Back in the days you would rarely waste oranges by turning them into cakes. Today, things have changed and, at least in Romania, making an orange cake is thought as different and exotic. This particular orange cake is all about oranges. The orange is the ultimate star of this harmoniously-balanced, delicious cake. The cake is moist, dense, surprisingly light and bursting with orange flavor. Not to mention that the colorful specks of orange zest dispersed throughout give it a kick and make every bite bright and citrusy. Let’s not forget about the sweet lemony orange syrup spread all over the top. At first, I thought that the sauce would be too much – that is, too much orange. But it’s not. It actually makes the cake even better because it acts almost as an orange jam. Yummy… And it gives it a shiny top. What you’ll end up doing is drag each slice of cake through the sauce before every bite. And this lovely union of orange cake and orange sauce will be positively improved by paring it with a nice cup of coffee or tea. Try it!

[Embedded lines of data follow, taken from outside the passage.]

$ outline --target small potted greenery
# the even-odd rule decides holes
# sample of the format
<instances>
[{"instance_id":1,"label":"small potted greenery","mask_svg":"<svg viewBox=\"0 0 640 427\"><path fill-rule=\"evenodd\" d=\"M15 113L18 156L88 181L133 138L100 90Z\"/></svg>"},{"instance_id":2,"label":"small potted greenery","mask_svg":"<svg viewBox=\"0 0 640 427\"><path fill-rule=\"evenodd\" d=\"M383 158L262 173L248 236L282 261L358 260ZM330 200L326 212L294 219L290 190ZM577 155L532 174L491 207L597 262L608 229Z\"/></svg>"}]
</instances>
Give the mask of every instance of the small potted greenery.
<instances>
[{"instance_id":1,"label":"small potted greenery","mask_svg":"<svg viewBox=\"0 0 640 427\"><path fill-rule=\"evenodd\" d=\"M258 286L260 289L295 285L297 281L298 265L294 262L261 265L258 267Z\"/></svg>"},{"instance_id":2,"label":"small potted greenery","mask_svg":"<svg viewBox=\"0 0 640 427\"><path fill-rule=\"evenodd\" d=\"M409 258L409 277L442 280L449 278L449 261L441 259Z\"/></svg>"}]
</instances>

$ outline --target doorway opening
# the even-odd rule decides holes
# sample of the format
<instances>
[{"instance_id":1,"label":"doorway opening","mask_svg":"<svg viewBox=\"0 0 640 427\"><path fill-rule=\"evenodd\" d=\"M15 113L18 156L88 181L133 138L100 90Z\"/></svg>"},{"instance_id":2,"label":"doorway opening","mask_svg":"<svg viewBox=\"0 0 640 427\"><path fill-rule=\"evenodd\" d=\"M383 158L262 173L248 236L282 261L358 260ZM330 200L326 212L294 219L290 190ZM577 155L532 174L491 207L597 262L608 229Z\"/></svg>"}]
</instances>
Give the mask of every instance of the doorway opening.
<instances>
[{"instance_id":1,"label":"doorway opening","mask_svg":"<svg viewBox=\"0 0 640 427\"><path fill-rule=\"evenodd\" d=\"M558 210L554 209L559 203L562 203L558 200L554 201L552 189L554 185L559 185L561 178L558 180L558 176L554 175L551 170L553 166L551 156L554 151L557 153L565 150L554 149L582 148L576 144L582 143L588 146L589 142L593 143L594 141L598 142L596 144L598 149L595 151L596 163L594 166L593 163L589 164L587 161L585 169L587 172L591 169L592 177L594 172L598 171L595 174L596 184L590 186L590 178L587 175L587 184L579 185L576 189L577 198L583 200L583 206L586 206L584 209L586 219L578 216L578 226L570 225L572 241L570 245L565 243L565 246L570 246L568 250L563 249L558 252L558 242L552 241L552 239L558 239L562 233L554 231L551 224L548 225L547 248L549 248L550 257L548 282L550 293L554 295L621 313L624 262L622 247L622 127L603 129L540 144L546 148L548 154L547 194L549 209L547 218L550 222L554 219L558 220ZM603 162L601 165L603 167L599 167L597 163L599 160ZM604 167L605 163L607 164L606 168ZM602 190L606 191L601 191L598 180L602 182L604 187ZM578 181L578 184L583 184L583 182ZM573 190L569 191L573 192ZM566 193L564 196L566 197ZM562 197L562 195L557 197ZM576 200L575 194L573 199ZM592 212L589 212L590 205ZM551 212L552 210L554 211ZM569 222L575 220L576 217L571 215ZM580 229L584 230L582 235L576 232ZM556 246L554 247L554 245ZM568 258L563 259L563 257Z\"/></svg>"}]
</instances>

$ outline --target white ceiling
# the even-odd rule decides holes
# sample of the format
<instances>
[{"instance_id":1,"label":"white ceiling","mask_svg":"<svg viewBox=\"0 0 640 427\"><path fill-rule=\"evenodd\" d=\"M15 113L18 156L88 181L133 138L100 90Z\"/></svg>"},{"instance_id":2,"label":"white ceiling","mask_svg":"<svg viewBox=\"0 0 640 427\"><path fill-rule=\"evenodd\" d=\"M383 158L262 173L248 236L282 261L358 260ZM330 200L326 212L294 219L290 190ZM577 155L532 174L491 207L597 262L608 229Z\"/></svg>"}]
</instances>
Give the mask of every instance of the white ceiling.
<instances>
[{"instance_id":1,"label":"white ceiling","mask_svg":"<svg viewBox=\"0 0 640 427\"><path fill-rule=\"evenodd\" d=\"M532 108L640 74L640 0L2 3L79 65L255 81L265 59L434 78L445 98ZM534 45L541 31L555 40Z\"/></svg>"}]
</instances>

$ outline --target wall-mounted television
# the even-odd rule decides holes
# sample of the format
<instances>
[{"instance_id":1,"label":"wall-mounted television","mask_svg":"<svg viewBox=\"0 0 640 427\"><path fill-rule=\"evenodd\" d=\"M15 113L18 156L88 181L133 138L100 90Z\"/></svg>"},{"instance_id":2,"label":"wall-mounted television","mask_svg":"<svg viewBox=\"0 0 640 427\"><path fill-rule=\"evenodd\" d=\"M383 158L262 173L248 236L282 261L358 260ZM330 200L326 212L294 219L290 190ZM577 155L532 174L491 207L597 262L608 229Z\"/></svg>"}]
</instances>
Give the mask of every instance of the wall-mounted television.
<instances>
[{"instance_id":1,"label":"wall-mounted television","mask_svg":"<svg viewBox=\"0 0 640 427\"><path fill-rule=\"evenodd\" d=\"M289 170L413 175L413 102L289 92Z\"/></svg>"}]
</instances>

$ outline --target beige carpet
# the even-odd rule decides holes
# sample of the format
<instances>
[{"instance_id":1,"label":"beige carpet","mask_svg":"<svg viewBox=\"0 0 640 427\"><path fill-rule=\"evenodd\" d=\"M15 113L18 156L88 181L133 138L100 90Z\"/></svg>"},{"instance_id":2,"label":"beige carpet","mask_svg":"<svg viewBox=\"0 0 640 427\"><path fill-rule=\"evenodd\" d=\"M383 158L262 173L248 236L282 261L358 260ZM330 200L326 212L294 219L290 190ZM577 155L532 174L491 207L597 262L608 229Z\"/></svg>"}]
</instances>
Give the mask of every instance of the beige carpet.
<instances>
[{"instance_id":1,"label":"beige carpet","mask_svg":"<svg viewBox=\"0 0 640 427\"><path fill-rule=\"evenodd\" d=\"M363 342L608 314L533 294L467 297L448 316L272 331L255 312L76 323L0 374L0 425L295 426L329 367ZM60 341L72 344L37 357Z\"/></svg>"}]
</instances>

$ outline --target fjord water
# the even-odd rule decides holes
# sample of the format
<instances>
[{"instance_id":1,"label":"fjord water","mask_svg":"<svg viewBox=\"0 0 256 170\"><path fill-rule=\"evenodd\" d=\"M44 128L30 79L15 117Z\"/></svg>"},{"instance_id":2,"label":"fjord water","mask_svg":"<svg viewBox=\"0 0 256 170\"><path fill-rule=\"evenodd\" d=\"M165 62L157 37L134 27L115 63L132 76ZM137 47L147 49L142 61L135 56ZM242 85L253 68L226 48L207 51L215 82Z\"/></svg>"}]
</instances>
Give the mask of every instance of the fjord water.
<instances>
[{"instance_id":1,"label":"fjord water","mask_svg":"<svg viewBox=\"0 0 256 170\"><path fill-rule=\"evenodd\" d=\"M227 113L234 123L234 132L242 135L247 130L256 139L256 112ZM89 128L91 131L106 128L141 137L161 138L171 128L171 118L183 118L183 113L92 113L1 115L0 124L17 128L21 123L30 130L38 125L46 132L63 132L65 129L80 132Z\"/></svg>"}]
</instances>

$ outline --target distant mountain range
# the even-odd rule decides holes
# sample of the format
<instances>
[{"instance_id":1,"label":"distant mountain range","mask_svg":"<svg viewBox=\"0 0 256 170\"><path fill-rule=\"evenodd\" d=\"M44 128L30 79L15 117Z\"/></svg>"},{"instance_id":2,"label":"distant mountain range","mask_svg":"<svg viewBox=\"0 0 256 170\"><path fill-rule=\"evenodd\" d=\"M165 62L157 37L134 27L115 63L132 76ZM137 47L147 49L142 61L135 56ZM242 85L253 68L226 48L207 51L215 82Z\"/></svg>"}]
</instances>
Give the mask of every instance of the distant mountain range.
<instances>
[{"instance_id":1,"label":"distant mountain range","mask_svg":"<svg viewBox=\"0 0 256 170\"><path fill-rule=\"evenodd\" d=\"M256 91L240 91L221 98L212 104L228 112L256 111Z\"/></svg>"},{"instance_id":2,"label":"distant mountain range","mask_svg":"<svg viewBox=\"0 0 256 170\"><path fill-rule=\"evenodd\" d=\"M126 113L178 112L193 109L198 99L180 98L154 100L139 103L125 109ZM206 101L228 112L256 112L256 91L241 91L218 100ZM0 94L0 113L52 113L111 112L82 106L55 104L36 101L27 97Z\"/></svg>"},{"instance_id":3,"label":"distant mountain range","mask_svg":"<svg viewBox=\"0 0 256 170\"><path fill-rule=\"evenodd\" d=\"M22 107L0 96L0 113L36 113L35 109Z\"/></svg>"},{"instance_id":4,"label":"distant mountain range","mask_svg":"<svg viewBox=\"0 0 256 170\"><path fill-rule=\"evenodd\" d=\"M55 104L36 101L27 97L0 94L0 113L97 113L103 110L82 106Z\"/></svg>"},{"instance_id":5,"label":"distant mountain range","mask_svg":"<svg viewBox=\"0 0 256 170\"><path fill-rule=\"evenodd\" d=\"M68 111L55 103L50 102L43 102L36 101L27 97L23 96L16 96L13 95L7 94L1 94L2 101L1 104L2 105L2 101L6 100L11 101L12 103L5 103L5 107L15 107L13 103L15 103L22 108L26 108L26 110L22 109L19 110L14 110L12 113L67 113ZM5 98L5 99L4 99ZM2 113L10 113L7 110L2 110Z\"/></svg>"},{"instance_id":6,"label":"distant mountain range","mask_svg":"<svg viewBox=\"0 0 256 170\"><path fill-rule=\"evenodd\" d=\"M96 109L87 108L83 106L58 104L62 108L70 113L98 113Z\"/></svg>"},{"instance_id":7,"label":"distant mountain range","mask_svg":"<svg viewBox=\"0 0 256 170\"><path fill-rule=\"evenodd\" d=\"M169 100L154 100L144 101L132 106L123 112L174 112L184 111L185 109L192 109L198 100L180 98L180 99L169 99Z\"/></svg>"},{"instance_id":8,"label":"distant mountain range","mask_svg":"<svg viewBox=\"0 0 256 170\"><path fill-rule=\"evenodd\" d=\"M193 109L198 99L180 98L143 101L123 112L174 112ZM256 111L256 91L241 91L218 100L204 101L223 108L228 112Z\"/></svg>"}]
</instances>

Adapted from Today’s Woman Magazine
Serves: 12+ servings
· Butter and flour for the pan
· 150 ml (2/3 cup) orange juice
· 4 eggs
· 300 grams granulated sugar
· 400 grams all-purpose flour
· 2 teaspoons baking powder
· Orange zest from 1 large orange
· Zest from 1 lemon
· 250 ml (1 cup) orange juice
· 2 Tablespoons honey
Preheat the oven to 350°F. Generously butter and flour a 10-inch bundt pan. Set aside.
Using an electric hand mixer, whip the egg whites and 100 grams of sugar on medium-high speed in a large bowl until medium-firm peaks form.
In a large bowl, beat the egg yolks and the rest of the granulated sugar. Gradually add the orange juice and the flour. At the end, add the baking powder and the orange zest. Carefully fold the egg whites into the mixture.
Pour the batter into the prepared pan. Bake for 50-55 minutes or until a tester comes out clean. Don’t open the oven for the first 20 minutes. Cool the cake in the pan on a rack for 10 minutes. Invert it on a platter and cool completely.
For the sauce:
In a small saucepan, combine the orange juice, lemon zest and honey. Bring to a boil. Reduce the heat and simmer until the mixture is of syrup consistency, about 10-12 minutes. Pour the sauce over the orange cake.